Nandigram over the years has seen some close contests suggesting that religious polarisation may not have been the dominant factor during voting. In 1996, the Congress won this seat by only 138 votes (.11 per cent). In fact, the victory margin has been less than 10 per cent in Nandigram in several other assembly elections between 1977 and 2011.
However, in the 2016 assembly elections, Suvendu Adhikari won the seat on a TMC ticket by over 80,000 votes which translated into a victory margin of 40.30 per cent. In 2011 also, the TMC’s victory margin was 43,640 votes, which translated into 25.42%.

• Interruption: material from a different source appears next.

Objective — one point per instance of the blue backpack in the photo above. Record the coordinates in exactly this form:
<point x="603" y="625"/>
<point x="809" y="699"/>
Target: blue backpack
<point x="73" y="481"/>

Here is a look at the victory margin for winners in Nandigram over the years.
But the political dynamics of Nandigram has changed dramatically between 2016 and 2021.
While the TMC has been way ahead in the last two assembly elections riding on the Nano agitation, this time around the party has lost its winning horse- the Adhikaris who wield immense clout in the region.
The BJP on the other hand has reasons to be hopeful.
The people of Nandigram assembly segment voted in large numbers for the party in the 2019 Lok Sabha elections. And with Adhikaris on its side, the BJP is confident of defeating Mamata
Nandigram is a part of Tamluk Lok Sabha seat, which was won by Suvendu Adhikari’s brother Dibyendu of the Trinamool Congress in 2019.
Dibyendu Adhikari polled 7,24,433 votes while BJP’s Sidharthashankar Naskar was second with 5,34,268 votes in Tamluk Lok Sabha seat.
In the 2014 Lok Sabha elections, Tamluk Lok Sabha seat was won by TMC leader Suvendu Adhikari, who polled 7,16,928 votes. However, CPM’s Sekh Ibrahim Ali with 4,70,447 votes was at the second position while BJP candidate Badsha Alam could manage only 86,265 votes and was in the third position.
A comparison of the votes polled by the BJP in Nandigram shows that the party’s vote count increased from 10,798 votes in 2014 to 62,268 votes in 2019.
Significantly, the CPM, which got 4,1735 votes in Nandigram in 2014, saw its count reduced to 9,353 in 2019.
Clearly, there was a shift away from the CPM in 2019 and the beneficiary of that shift was the BJP.
The BJP would hope to build on its success of 2019 and defeat Mamata in Adhikari’s bastion.